I would create a PR and get some other reviewers’ opinions. I think that it’s kind of a big change, and it reduces average performance. I don’t know enough about programming to have a say. How does it affect the difficulty distribution for other people’s collections or your own?

How does it reduce average performance

RMSE increases on average, so the patch would make FSRS less accurate for most people; that’s the cost of improving the difficulty distribution, I guess.
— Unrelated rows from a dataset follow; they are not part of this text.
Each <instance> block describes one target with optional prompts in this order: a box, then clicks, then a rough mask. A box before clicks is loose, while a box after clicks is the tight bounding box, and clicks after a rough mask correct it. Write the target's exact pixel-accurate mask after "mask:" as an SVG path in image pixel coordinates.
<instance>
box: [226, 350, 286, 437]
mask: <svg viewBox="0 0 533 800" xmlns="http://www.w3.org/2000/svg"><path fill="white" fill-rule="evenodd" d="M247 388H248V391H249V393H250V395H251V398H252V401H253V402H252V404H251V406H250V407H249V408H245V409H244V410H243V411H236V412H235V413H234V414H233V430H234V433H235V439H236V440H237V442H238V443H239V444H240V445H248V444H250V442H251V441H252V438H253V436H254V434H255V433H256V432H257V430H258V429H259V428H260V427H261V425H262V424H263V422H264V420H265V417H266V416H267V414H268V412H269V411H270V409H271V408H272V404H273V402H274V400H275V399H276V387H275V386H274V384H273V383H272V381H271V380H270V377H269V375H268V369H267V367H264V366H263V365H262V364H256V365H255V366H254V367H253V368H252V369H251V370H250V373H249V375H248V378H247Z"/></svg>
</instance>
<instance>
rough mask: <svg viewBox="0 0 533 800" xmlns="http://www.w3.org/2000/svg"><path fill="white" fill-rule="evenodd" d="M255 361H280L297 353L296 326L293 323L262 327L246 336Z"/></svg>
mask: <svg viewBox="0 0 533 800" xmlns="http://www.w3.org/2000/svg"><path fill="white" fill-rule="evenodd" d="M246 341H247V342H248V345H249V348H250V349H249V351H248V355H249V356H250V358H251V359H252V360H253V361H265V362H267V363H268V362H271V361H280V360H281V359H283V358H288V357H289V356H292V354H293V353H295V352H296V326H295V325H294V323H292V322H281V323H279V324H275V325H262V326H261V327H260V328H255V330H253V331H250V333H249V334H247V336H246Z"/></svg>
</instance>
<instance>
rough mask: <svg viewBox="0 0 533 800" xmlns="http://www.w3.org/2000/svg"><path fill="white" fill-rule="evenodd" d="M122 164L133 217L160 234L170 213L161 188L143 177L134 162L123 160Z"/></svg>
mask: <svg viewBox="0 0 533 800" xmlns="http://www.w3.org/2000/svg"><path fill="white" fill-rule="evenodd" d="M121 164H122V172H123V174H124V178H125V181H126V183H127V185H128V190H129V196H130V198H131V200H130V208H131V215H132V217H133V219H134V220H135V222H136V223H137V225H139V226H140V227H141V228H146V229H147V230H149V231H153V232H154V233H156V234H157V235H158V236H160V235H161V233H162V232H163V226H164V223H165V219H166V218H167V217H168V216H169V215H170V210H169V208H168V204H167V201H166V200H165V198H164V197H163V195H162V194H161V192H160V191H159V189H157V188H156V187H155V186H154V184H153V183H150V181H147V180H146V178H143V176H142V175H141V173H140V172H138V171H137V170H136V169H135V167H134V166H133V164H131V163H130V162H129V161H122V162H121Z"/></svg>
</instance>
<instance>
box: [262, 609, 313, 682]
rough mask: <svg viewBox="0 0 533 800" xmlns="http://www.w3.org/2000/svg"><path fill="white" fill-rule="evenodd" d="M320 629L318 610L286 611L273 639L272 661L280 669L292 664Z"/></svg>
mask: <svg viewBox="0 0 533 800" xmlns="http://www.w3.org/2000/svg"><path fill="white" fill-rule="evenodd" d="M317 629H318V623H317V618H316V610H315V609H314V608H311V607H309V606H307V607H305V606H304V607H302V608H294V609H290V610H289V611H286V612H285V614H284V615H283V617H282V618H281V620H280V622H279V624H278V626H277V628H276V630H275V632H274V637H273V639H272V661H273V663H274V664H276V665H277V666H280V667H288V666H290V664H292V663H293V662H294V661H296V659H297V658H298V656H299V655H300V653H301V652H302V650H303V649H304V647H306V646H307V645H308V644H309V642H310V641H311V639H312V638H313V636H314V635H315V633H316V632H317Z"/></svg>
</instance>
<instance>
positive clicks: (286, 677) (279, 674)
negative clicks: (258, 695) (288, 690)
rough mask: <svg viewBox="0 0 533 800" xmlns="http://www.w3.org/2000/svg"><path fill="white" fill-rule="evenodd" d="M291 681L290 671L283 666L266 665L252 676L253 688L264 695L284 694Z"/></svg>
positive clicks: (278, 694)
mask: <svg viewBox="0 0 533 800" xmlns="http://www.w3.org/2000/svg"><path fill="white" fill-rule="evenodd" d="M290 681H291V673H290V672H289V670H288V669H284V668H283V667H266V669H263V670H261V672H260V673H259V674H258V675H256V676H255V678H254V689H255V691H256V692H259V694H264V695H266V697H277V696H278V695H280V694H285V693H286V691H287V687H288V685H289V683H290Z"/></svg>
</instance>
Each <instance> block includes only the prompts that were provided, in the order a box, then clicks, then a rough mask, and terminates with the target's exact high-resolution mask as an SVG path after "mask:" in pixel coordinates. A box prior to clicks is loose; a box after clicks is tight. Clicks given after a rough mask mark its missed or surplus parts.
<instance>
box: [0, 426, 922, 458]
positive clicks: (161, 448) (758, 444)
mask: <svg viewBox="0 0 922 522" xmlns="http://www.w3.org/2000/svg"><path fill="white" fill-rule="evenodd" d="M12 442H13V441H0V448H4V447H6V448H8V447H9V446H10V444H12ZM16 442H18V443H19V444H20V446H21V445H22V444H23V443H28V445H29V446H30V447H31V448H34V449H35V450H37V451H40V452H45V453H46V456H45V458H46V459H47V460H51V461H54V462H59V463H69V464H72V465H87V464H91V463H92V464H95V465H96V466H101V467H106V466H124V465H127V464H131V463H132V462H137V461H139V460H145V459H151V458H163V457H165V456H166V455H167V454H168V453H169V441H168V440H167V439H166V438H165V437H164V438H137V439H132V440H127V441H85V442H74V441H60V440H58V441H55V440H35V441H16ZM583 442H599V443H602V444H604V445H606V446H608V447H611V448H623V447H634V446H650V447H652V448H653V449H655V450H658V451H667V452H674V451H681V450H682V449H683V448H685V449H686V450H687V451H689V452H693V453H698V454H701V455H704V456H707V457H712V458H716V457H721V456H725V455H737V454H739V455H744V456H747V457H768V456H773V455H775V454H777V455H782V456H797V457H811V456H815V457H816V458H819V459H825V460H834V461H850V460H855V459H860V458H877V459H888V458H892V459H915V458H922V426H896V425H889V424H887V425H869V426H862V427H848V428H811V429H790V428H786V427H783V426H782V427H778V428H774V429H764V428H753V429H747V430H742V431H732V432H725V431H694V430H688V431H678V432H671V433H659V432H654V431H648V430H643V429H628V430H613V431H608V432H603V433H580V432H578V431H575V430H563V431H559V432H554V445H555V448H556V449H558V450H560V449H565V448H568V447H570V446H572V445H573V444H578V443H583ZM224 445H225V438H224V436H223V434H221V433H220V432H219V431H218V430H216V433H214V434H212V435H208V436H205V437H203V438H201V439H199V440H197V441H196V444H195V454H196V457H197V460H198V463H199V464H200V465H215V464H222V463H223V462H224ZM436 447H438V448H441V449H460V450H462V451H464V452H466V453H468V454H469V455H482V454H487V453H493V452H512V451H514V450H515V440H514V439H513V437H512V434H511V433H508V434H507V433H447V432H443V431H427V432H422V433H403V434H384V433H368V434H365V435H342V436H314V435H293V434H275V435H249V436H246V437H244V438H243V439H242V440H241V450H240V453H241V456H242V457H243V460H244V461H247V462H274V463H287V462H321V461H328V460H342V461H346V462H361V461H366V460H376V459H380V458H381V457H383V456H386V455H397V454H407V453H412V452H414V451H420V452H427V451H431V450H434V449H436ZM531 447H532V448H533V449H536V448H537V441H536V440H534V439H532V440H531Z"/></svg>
Sorry for being unclear with “reducing average performance.”

Well if the only benefit that is to get out of this patch is having a better difficulty distribution so that I better sort using Difficulty Ascending or Descending, when I don’t anymore since Retrievability Descending is now (arguably) the best sorting order, it makes little sense to me. A bad trade-off. But if there is a different insight into this, I am a bit undecisive. @L.M.Sherlock

Here is the final result:

Model: FSRS-rs
Total number of users: 9999
Total number of reviews: 349923850
Weighted average by reviews:
FSRS-rs LogLoss (mean±std): 0.3279±0.1524
FSRS-rs RMSE(bins) (mean±std): 0.0518±0.0330
FSRS-rs AUC (mean±std): 0.6997±0.0774

Weighted average by log(reviews):
FSRS-rs LogLoss (mean±std): 0.3532±0.1692
FSRS-rs RMSE(bins) (mean±std): 0.0707±0.0459
FSRS-rs AUC (mean±std): 0.6993±0.0885

Weighted average by users:
FSRS-rs LogLoss (mean±std): 0.3565±0.1717
FSRS-rs RMSE(bins) (mean±std): 0.0736±0.0476
FSRS-rs AUC (mean±std): 0.6985±0.0906

parameters: [0.416, 1.1495, 3.16, 15.8143, 7.1478, 0.5661, 1.7997, 0.0096, 1.5061, 0.1246, 0.9961, 1.9041, 0.106, 0.2961, 2.3278, 0.2288, 3.0111, 0.5058, 0.6379]
Model: FSRS-rs-1
Total number of users: 9999
Total number of reviews: 349923850
Weighted average by reviews:
FSRS-rs-1 LogLoss (mean±std): 0.3271±0.1521
FSRS-rs-1 RMSE(bins) (mean±std): 0.0512±0.0331
FSRS-rs-1 AUC (mean±std): 0.7014±0.0778

Weighted average by log(reviews):
FSRS-rs-1 LogLoss (mean±std): 0.3528±0.1691
FSRS-rs-1 RMSE(bins) (mean±std): 0.0705±0.0460
FSRS-rs-1 AUC (mean±std): 0.7001±0.0885

Weighted average by users:
FSRS-rs-1 LogLoss (mean±std): 0.3561±0.1716
FSRS-rs-1 RMSE(bins) (mean±std): 0.0734±0.0478
FSRS-rs-1 AUC (mean±std): 0.6992±0.0905

parameters: [0.4127, 1.1488, 3.1878, 15.8143, 7.1333, 0.5271, 1.7733, 0.0084, 1.5148, 0.1191, 1.003, 1.9051, 0.1122, 0.2962, 2.3266, 0.2272, 3.0122, 0.5077, 0.6404]

It’s ~1% worse than previous implementation. So my decision is not fixing it.

1 Like

Please make sure that there are no inconsistencies between the Rust version and the Python version.